If the law requiring such disclosure specifies that the inspection reports are to be obtained from the USDA website, there is now a reason why the pet stores cannot comply. Those enforcing the law, as written, should accept the fact that the former requirement is now a legal impossibility.
If the law requiring such disclosure is not specific about where the pet store must obtain the inspection reports, then the pet stores may have to obtain those documents from their sources. Certainly, they will be unable to obtain the reports quickly through a FOIA request (unless that process has drastically changed). Even if obtainable through FOIA, it seems likely that the breeder’s personal information, required by many laws, will be redacted by USDA.
It will be incredibly interesting and insightful to hear more about the legal basis USDA relied upon to protect this personal information under the Privacy Act and other laws, as mentioned in the alert.
It seems likely that USDA will be explaining this in court when this policy is undoubtedly challenged. See some of their thinking at their Q&A on their website.

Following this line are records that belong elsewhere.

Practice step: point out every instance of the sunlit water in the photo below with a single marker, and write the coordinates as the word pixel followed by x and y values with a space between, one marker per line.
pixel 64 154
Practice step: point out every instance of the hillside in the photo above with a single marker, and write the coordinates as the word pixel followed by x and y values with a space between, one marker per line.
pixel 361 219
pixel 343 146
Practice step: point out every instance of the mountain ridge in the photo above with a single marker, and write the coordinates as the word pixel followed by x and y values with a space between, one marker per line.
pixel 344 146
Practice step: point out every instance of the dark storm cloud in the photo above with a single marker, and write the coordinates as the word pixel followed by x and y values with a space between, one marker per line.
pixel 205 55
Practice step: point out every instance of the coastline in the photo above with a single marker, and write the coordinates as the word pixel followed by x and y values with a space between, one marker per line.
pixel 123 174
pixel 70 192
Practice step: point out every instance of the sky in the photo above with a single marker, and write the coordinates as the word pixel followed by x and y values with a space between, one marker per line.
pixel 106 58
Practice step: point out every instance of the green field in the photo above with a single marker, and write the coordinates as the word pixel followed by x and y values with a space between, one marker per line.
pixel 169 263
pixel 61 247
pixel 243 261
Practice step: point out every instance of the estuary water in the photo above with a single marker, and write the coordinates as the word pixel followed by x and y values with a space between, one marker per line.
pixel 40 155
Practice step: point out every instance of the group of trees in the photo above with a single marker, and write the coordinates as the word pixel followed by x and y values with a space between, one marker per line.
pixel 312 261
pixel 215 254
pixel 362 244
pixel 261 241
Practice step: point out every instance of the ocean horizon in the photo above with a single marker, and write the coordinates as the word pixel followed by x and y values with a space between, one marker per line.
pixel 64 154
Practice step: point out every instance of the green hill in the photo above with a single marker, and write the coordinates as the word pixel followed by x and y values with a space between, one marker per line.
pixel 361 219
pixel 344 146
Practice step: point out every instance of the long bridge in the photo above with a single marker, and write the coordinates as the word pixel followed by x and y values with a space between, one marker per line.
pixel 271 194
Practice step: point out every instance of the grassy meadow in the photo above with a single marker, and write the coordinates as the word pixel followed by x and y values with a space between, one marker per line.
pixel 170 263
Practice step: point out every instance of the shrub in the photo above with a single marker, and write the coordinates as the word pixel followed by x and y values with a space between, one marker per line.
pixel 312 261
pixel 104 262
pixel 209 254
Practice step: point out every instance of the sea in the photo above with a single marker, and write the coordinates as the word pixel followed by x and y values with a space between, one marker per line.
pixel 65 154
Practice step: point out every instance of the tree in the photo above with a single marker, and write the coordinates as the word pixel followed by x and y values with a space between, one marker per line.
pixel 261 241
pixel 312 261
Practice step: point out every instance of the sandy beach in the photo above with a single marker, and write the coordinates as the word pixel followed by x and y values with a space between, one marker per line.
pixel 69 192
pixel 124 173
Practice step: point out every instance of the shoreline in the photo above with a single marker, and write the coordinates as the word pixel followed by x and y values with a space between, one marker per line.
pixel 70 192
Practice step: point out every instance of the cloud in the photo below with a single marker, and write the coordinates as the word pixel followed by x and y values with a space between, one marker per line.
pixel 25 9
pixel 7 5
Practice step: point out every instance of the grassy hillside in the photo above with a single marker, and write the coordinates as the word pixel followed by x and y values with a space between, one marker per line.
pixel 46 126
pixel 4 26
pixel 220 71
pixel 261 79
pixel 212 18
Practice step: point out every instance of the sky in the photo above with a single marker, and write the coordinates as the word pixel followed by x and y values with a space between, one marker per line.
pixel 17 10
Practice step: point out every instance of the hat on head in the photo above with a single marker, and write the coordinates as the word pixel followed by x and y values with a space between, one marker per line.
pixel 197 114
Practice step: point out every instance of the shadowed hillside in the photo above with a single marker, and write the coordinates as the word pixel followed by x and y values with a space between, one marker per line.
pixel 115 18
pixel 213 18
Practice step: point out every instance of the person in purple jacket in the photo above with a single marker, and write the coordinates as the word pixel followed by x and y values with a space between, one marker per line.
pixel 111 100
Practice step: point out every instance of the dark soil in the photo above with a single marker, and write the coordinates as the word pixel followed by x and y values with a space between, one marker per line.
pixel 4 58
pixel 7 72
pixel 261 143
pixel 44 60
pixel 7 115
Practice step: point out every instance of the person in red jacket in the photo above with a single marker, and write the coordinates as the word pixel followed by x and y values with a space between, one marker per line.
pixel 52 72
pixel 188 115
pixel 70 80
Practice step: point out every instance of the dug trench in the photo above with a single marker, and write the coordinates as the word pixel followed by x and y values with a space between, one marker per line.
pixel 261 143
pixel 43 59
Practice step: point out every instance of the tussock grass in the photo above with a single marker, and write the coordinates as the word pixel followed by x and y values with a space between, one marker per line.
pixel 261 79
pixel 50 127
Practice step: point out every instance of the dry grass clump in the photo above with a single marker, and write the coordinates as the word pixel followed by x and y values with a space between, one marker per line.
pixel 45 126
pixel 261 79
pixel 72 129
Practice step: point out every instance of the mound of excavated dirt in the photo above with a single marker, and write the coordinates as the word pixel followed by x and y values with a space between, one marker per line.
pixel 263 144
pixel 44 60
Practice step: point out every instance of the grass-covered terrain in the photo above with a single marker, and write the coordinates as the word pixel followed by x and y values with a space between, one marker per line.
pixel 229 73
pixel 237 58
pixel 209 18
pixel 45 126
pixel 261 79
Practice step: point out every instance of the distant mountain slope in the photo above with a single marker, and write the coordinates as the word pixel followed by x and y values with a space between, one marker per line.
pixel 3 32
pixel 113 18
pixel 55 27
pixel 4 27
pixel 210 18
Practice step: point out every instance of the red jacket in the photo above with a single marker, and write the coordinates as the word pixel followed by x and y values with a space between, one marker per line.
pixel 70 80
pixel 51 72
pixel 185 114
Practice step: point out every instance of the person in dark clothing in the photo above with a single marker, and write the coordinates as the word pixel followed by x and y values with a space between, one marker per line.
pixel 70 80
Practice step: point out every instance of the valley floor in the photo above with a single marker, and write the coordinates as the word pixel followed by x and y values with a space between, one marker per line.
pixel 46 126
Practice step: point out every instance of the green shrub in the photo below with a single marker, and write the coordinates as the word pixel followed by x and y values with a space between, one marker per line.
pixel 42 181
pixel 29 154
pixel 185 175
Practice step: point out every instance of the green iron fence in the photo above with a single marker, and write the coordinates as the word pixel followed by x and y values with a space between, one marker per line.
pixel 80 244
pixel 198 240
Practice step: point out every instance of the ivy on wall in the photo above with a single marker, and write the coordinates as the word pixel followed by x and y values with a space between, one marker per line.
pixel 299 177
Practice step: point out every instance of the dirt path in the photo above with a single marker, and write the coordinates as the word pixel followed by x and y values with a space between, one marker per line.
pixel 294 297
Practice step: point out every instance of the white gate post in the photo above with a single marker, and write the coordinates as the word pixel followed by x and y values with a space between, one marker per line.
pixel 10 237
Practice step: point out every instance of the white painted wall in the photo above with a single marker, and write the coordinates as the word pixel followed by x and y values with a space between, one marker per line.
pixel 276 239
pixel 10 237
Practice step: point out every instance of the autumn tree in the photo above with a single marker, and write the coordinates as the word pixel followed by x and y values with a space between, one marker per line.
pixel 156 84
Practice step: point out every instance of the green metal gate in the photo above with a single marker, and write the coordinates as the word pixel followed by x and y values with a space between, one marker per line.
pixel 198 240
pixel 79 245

Without access to USDA inspection reports, animal activists, intent on closing pet stores and eliminating dog breeding, will be unable to misrepresent the meaning of non-compliant citations on those reports, as they have consistently done to convince legislators to ban sales of pets based on mere citations. Such citations do not mean that licensees have violated the AWA. As described in USDA’s alert, inspection reports and other legal proceedings that have not received final adjudication are no longer available. Hopefully, this will help ensure that licensees are provided with due process of the law that the Constitution and justice requires before their businesses are effectively shuttered.